Julia Dwyer (2007), 'Evaluating Matrix: notes from inside the collective' in Altering Practices: Feminist Politics and Poetics of Space, Doina Petrescu (ed.), London: Routledge.

Dwyer (and Thorne’s) chapter in Petrescu’s collection of essays addressing and defining contemporary social-political theories and practices of space, continues to develop their discourse on the gender-based production of space, and ways of making it more socially sustainable.
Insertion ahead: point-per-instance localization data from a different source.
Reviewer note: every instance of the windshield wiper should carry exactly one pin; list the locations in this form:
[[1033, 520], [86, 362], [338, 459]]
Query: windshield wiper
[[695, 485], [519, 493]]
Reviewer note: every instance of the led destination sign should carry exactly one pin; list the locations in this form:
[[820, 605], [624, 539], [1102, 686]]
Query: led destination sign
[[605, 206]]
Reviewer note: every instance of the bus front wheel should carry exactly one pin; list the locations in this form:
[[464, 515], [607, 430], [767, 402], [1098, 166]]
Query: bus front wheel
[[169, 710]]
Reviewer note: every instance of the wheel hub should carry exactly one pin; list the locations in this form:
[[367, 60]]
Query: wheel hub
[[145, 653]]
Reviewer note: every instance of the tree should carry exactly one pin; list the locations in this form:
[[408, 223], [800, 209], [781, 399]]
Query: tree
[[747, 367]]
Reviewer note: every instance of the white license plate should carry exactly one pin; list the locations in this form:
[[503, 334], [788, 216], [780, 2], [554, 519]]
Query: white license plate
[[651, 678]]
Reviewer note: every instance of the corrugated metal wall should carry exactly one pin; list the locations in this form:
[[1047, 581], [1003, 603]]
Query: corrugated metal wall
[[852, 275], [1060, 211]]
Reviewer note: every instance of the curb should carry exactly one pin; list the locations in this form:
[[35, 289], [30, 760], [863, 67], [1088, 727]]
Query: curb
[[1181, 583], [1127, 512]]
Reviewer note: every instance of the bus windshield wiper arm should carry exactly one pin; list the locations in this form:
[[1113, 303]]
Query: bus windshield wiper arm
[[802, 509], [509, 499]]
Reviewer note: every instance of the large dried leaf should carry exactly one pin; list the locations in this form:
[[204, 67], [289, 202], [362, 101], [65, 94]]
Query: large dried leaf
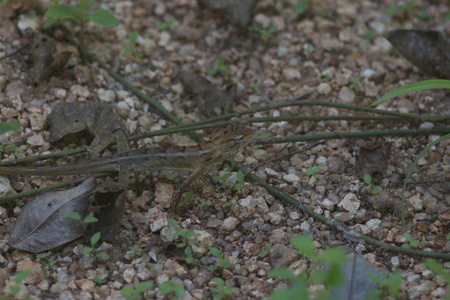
[[429, 50], [357, 283], [43, 224]]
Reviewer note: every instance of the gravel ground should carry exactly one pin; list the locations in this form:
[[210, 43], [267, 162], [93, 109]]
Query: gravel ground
[[336, 51]]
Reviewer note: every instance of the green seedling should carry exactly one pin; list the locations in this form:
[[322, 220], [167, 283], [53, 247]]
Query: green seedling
[[135, 294], [302, 6], [166, 25], [314, 172], [46, 256], [331, 277], [370, 188], [266, 250], [410, 242], [396, 9], [221, 291], [223, 262], [265, 34], [9, 126], [172, 176], [221, 67], [171, 290], [10, 148]]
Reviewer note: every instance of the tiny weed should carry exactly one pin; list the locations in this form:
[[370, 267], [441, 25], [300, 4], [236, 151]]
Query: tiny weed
[[370, 188], [45, 256], [221, 67], [166, 25], [204, 203], [221, 292], [266, 250], [302, 6], [172, 290], [223, 262], [172, 176], [135, 294], [396, 9], [265, 34], [314, 171], [10, 148], [369, 35], [325, 77], [410, 242], [330, 277]]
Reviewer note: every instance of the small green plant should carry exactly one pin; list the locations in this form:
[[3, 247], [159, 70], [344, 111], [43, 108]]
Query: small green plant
[[80, 14], [331, 277], [15, 289], [184, 236], [172, 175], [266, 250], [370, 188], [410, 242], [10, 148], [223, 263], [325, 77], [135, 294], [172, 290], [94, 240], [223, 179], [45, 256], [314, 171], [388, 286], [204, 203], [221, 67], [130, 48], [166, 25], [265, 34], [302, 6], [221, 291], [396, 9], [355, 85]]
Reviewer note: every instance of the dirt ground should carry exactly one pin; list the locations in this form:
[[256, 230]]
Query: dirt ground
[[336, 51]]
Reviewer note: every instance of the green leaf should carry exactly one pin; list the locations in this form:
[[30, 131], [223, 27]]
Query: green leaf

Altering Practices: Feminist Politics and Poetics of Space is the only evaluative history of the London-based cooperative design practice Matrix, which closed in the early 1990s. The theoretical and practice-based critique of architecture from a feminist perspective activated by Matrix, and the group’s unique influence on a range of architects and designers, is documented in its book Making Space: women and the man-made environment (1984). Well-publicised in the architectural press of the 1980s, only partial histories of Matrix existed, and Dwyer’s chapter (with Thorne) is of both historical interest and contemporary relevance.

Evaluating Matrix was first configured as a paper presented to the international Alterities conference at ENSBA, Ecole d’Architecture Paris, 1999, which is where both the Altering Practices book and the artist-architect group Taking Place were conceived. Post-conference, an interview with Dwyer (and Thorne) was published as ‘The Sensitivity of the Viewer, the Sensitivity of the User’ in Radio Temporaire at Centre National d’Art Contemporain, Grenoble, 2002 (ISBN 2-906732-74-5). Further developments from Dwyer (and Thorne’s) original paper include presentation at the Architecture au Feminin conference, Ecole d’Architecture Paris in 2000, convened by ARVHA, the feminist contemporary architecture web resource (with whom Dwyer worked on the EU-funded, RIBA-supported Discovering Contemporary Architecture CD).